After confirmation of patient identity, clinic staff should thaw axicabtagene at about 37°C until ice is no longer noticeable inside the infusion bag. The infusion bag may stay at room temperature for up to 3 hours after thawing.3

Clinicians should gently mix the contents prior to infusion to disperse the cellular material and carefully agitate the bag during infusion to prevent cell clumping.3

The oncology staff must monitor the patient daily for 7 days for signs of cytokine release syndrome (CRS) and neurologic toxicities, which are boxed warning.
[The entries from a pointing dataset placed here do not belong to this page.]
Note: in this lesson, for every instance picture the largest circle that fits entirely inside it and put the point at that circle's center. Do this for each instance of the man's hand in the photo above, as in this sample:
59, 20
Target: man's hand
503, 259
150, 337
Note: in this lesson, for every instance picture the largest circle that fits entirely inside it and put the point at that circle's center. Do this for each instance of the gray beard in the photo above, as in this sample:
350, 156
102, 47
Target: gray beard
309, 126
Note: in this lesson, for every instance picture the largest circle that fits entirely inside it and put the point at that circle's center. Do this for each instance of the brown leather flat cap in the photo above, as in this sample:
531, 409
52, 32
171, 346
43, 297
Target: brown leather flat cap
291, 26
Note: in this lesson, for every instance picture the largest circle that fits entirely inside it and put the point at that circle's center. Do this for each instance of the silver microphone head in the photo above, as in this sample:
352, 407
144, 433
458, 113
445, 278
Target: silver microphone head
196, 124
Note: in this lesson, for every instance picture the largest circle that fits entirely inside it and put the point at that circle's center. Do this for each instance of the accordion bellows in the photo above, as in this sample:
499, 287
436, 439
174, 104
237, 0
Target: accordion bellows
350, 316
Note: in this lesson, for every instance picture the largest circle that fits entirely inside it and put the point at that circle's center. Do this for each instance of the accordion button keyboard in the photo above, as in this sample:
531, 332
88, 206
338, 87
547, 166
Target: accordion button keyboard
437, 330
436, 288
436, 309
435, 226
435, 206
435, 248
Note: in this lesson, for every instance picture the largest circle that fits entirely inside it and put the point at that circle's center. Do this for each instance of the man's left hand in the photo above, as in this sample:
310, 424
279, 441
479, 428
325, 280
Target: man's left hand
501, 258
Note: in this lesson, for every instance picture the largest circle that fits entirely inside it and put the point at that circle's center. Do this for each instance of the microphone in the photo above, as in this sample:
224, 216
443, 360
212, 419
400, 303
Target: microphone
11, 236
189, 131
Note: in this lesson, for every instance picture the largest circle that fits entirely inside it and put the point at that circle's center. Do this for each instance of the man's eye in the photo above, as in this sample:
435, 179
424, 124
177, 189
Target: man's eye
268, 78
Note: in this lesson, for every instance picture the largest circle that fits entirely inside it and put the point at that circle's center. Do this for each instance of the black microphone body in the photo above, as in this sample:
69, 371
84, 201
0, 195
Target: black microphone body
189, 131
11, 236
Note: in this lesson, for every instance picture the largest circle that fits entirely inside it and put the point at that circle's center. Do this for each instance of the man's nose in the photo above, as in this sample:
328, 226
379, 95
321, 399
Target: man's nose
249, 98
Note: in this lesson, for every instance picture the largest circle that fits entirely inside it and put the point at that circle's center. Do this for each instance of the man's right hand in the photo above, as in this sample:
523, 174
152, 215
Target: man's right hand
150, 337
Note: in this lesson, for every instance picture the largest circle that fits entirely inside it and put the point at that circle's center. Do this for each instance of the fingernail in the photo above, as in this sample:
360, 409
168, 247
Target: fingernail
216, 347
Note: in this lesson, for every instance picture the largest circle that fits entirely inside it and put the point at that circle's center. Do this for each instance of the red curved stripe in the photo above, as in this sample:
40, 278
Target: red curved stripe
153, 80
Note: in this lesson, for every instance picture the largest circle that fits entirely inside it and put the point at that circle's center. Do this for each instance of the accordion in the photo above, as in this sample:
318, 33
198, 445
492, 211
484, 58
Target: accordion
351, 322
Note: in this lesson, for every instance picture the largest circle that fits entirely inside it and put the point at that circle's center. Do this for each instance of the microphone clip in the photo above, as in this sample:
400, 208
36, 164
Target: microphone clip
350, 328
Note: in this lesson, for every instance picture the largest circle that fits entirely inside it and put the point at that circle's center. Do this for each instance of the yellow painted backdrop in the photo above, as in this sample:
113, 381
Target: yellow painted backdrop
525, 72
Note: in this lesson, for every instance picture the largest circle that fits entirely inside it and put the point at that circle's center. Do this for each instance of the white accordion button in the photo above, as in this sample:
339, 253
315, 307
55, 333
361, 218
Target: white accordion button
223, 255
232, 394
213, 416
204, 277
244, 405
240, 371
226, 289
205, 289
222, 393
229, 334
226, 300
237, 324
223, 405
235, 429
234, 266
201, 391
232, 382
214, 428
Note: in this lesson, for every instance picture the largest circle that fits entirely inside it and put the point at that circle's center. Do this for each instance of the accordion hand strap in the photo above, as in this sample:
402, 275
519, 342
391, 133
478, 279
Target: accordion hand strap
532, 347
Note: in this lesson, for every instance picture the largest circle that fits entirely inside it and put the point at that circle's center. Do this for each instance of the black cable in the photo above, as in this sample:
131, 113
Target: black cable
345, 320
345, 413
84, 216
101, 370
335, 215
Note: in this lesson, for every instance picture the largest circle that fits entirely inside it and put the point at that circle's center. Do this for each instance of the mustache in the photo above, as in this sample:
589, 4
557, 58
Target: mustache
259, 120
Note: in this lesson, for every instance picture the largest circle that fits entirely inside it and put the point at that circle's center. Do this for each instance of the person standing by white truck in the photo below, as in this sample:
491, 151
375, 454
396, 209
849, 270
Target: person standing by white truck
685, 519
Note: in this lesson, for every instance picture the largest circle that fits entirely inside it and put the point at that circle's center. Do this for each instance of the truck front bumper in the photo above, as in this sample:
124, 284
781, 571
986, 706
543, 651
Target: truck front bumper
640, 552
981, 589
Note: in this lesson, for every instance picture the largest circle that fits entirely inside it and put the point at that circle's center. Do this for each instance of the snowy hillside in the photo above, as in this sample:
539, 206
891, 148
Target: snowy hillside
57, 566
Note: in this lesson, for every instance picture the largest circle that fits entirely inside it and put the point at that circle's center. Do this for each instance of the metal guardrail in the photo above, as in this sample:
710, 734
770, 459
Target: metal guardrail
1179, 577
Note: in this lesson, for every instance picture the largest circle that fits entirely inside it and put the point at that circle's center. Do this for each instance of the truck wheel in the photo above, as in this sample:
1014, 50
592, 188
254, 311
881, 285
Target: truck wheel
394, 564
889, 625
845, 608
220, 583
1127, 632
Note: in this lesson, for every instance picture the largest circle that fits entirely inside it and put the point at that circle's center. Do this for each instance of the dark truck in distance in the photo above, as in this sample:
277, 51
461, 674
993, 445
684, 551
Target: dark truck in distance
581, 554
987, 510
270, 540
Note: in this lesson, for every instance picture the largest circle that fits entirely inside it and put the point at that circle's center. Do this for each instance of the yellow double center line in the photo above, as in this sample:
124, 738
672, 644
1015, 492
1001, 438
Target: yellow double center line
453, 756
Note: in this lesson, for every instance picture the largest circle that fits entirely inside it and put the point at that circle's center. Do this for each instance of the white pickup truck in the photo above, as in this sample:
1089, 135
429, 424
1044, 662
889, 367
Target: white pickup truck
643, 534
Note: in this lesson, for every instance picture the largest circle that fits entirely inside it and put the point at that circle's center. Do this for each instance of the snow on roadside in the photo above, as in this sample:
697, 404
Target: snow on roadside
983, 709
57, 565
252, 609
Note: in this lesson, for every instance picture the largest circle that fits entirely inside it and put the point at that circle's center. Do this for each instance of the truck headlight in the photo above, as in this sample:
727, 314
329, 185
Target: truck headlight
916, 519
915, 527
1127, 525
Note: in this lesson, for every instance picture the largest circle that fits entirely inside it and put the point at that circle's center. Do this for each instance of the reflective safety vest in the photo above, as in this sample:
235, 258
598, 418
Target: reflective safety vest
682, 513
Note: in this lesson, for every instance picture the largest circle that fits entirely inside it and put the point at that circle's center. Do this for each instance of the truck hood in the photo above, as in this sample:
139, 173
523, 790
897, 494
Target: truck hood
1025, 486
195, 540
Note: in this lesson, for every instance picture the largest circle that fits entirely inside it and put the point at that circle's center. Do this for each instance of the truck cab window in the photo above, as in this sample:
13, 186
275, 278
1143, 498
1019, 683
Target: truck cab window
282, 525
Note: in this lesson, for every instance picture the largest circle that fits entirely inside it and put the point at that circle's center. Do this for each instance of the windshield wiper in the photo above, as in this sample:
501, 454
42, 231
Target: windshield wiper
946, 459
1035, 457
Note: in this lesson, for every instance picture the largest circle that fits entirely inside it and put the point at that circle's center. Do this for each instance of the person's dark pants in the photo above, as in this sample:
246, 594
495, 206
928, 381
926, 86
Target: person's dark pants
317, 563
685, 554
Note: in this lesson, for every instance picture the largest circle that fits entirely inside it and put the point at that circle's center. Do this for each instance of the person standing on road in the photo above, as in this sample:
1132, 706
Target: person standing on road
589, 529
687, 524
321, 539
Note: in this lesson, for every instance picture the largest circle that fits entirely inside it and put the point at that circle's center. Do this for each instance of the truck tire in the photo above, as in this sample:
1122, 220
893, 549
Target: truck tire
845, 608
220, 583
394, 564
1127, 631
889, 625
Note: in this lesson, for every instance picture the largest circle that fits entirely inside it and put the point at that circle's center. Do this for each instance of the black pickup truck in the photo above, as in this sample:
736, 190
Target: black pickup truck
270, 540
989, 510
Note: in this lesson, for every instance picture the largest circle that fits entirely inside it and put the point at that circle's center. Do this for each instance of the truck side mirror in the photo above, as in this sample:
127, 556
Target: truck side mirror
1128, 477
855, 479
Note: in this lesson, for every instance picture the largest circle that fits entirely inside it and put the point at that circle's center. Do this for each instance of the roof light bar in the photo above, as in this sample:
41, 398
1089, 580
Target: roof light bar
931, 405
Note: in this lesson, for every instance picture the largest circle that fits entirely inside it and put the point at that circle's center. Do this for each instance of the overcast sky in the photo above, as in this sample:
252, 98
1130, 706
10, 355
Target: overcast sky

The patient should remain close to the facility for monitoring for at least 4 weeks post-infusion.3,4

Adverse Reactions and Warnings

Due to a boxed warning for life-threatening or fatal reactions from CRS and neurologic toxicities, axicabtagene is only available through the Yescarta and Tecartus REMS program.1,3 Other warnings include hypersensitivity reactions, serious infections, prolonged cytopenias, hypogammaglobulinemia, and secondary malignancies.1-3

The most common adverse reactions occur in more than 20% of patients and include CRS reactions (fever, fatigue, encephalopathy, hypotension, chills, tachycardia, hypoxia), nausea, vomiting, diarrhea, tremor, dizziness, constipation, and cardiac arrhythmias.3

Patients should not drive or operate heavy machinery for at least 8 weeks after receiving axicabtagene due to potential for changes in neurologic state.3 Axicabtagene is not recommended in pregnant or breastfeeding women due to possibility of fetal harm and lack of sufficient safety data.3


  1. Kite's Yescarta™ (Axicabtagene Ciloleucel) Becomes First CAR T Therapy Approved by the FDA for the Treatment of Adult Patients With Relapsed or Refractory Large B-Cell Lymphoma After Two or More Lines of Systemic Therapy. [Press Release]. Gilead. Published October 18, 2017. Accessed July 25, 2021.
  2. U.S. FDA Approves Yescarta® for Relapsed or Refractory Follicular Lymphoma After Two or More Lines of Systemic Therapy. [Press Release]. Gilead. Published March 5, 2021. Accessed August 3, 2021.
  3. Yescarta® (axicabtagene ciloleucel). Prescribing information. Santa Monica, CA: Kite Pharma, Inc; 2021.
  4. Treatment process for YESCARTA® CAR T-cell therapy. Accessed July 28, 2021.